Subsidized furlough programs keep a lid on eurozone unemployment.
The unemployment rate in the eurozone edged up to 8.1 percent in August from 8 percent in July, the European Union said Thursday, as government support cushioned much of the economic impact of the pandemic.
But economists fear that the jobless rate could surge when the programs expire, or employers go bankrupt or are forced to lay off workers permanently.
Germany, France and many other countries compensate workers for some of the income they lose when their employers put them on furlough or reduced hours. That has a led to relatively modest increases in the jobless rate, which was 7.2 percent in March when the pandemic hit Europe.
In the United States, which does not have a comparable program, unemployment shot from 3.5 percent in February to 14.7 percent in April, though the rate has since declined to 8.4 percent.
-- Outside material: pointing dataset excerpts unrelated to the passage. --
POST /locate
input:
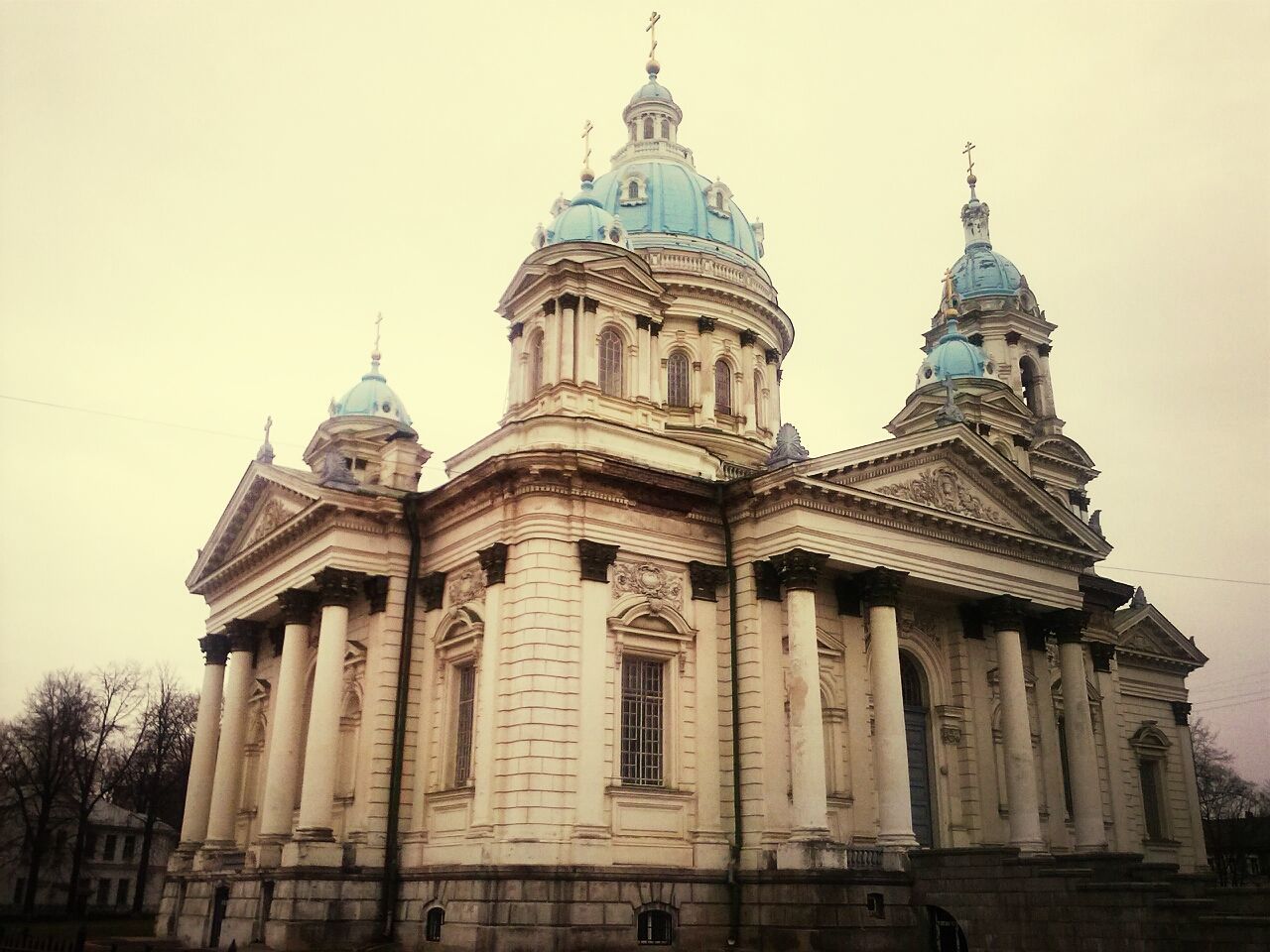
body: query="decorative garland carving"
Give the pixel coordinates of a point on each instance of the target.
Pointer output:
(943, 489)
(467, 585)
(647, 579)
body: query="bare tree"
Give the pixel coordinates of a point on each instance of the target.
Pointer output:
(104, 751)
(39, 752)
(154, 785)
(1225, 800)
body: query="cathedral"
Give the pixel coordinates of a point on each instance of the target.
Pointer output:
(643, 671)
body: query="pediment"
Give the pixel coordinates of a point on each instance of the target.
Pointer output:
(1147, 633)
(952, 472)
(267, 499)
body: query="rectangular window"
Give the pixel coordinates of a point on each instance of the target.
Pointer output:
(643, 743)
(465, 710)
(1148, 771)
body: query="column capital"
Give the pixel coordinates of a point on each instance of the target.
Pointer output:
(1067, 624)
(214, 648)
(298, 606)
(1102, 654)
(799, 569)
(594, 558)
(432, 590)
(880, 587)
(767, 581)
(376, 588)
(705, 580)
(338, 587)
(493, 560)
(1005, 612)
(243, 635)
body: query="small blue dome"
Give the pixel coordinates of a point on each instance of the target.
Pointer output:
(585, 220)
(672, 200)
(952, 357)
(372, 397)
(982, 272)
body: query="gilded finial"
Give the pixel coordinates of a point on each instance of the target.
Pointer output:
(653, 66)
(587, 175)
(969, 169)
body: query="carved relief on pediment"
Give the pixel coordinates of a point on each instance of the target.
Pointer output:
(466, 585)
(944, 488)
(651, 580)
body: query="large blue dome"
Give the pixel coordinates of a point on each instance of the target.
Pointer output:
(672, 200)
(982, 272)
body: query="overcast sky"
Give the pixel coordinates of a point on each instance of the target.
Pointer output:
(204, 204)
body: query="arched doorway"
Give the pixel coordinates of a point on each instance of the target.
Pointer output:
(917, 731)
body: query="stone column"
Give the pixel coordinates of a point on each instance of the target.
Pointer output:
(1082, 757)
(289, 706)
(493, 561)
(550, 344)
(705, 580)
(314, 841)
(880, 589)
(222, 815)
(568, 336)
(207, 730)
(643, 357)
(1006, 616)
(801, 572)
(432, 589)
(589, 357)
(1182, 719)
(705, 326)
(593, 560)
(657, 372)
(747, 397)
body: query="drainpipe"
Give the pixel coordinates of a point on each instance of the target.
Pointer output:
(734, 853)
(391, 884)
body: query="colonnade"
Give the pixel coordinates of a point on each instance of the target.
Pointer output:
(216, 763)
(879, 593)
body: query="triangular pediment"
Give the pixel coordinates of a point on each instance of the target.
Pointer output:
(267, 499)
(953, 472)
(1146, 631)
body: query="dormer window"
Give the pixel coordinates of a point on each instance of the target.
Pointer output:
(634, 189)
(717, 195)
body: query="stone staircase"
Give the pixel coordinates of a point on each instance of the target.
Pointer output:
(1103, 901)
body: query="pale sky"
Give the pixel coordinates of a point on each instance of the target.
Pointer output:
(204, 204)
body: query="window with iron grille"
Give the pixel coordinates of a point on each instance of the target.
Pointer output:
(465, 705)
(722, 389)
(611, 363)
(643, 721)
(677, 380)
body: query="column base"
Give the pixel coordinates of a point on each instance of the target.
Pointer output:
(804, 852)
(314, 846)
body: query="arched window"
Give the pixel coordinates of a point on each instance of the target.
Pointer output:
(760, 411)
(611, 363)
(1028, 372)
(722, 388)
(677, 380)
(536, 362)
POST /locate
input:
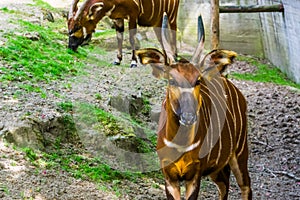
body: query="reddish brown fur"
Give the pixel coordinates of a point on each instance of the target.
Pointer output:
(217, 142)
(139, 12)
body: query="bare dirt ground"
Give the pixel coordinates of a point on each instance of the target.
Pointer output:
(274, 136)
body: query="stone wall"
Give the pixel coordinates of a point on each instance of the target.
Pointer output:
(273, 36)
(280, 33)
(240, 32)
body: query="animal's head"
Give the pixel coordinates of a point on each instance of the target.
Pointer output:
(82, 22)
(185, 78)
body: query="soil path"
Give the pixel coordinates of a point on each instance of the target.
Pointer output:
(274, 136)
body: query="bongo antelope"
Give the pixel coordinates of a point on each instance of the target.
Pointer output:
(82, 22)
(203, 124)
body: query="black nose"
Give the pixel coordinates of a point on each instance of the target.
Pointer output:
(72, 47)
(187, 119)
(74, 42)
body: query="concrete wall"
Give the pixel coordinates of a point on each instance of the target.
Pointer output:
(281, 40)
(238, 32)
(274, 36)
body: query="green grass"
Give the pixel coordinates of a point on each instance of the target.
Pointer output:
(265, 73)
(45, 59)
(78, 165)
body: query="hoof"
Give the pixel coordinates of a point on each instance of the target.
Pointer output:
(133, 65)
(116, 63)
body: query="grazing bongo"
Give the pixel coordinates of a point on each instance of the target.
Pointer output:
(83, 21)
(203, 124)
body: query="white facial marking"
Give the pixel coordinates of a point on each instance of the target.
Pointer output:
(110, 11)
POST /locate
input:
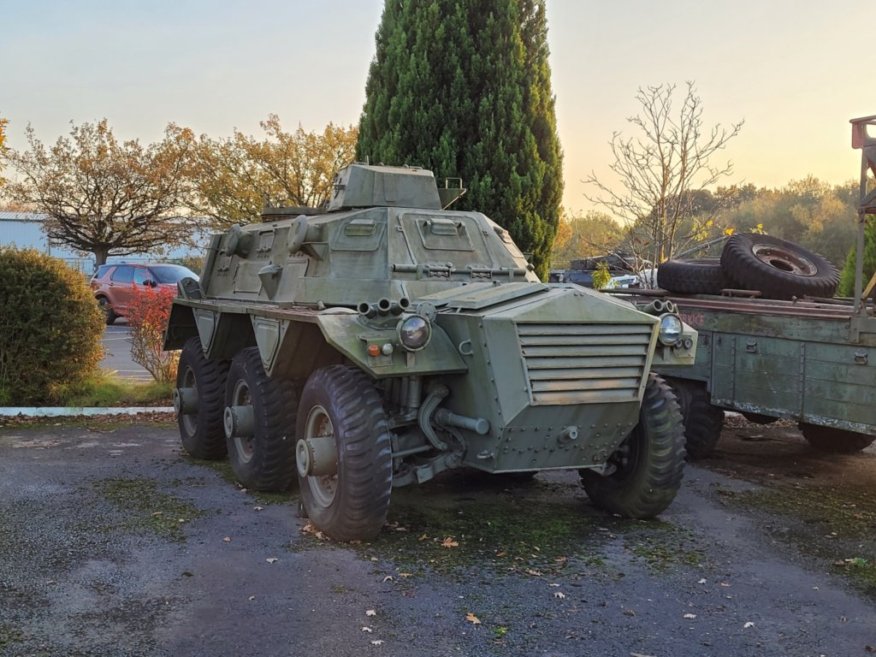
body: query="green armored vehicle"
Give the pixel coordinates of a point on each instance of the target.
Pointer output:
(384, 339)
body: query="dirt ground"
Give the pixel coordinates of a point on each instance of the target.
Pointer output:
(112, 542)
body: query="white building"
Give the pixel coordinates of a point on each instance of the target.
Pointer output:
(24, 230)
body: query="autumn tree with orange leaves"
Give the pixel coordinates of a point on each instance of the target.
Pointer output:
(102, 195)
(232, 179)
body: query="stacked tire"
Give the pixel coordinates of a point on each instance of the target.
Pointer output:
(776, 268)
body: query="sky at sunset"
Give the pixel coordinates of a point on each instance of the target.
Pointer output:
(793, 70)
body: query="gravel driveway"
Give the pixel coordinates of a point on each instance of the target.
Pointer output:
(113, 543)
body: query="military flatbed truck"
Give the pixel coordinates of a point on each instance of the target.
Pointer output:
(808, 359)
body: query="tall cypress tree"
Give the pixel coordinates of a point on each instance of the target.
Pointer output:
(463, 87)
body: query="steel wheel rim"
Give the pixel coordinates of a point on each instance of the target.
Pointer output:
(245, 446)
(319, 424)
(190, 420)
(778, 258)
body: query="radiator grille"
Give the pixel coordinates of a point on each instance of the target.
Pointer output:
(584, 363)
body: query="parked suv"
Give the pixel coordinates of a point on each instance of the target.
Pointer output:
(113, 284)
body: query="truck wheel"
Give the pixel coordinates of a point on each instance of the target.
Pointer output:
(344, 454)
(779, 269)
(260, 424)
(702, 421)
(649, 464)
(835, 441)
(199, 399)
(704, 276)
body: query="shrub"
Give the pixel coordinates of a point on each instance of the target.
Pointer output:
(50, 327)
(847, 277)
(601, 276)
(148, 313)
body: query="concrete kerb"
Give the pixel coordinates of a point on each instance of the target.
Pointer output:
(72, 411)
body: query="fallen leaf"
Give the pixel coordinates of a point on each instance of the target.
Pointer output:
(310, 528)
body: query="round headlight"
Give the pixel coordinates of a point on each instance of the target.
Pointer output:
(670, 329)
(414, 332)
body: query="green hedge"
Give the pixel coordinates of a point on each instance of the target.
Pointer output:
(50, 328)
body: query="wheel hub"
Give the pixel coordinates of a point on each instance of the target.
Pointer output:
(783, 260)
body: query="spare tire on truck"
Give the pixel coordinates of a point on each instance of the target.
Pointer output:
(777, 268)
(703, 276)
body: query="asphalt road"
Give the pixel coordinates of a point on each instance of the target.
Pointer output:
(113, 543)
(117, 353)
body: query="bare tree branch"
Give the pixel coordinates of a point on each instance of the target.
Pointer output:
(662, 170)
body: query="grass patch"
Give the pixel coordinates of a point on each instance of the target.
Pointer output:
(505, 529)
(108, 390)
(148, 509)
(834, 525)
(665, 546)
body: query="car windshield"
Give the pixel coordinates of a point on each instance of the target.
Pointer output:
(171, 273)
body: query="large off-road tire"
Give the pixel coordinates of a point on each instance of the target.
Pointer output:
(759, 418)
(835, 441)
(648, 466)
(342, 403)
(703, 422)
(107, 309)
(262, 458)
(779, 269)
(201, 431)
(704, 276)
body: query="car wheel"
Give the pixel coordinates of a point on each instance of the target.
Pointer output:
(704, 276)
(645, 473)
(259, 423)
(344, 454)
(703, 422)
(199, 400)
(777, 268)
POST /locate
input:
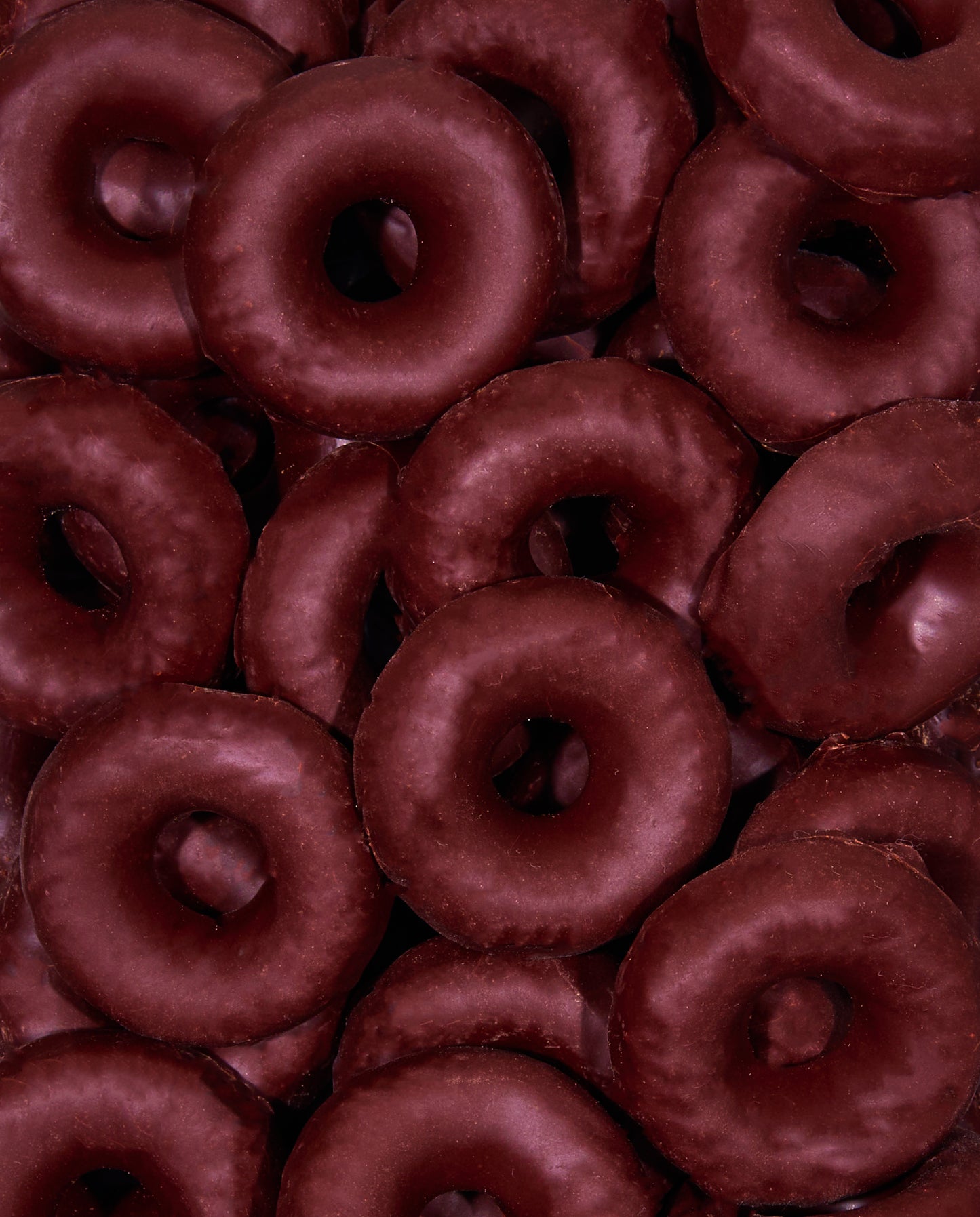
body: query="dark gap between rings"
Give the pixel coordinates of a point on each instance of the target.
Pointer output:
(549, 772)
(575, 537)
(372, 251)
(84, 569)
(210, 863)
In theory, people on Europe’s short-work programs will get their jobs back when the economy improves. But as the pandemic lingers and surges in some places, restaurants and other small businesses may go under, while companies such as airlines may lay off workers permanently because they don’t expect revenue to rebound for several years.
“Short-time work schemes have managed to flatten the curve substantially,” Bert Colijn, a senior economist at ING Bank, said in a note. But he added that surges in the number of new infections creates “a lot of uncertainty about the growth environment.”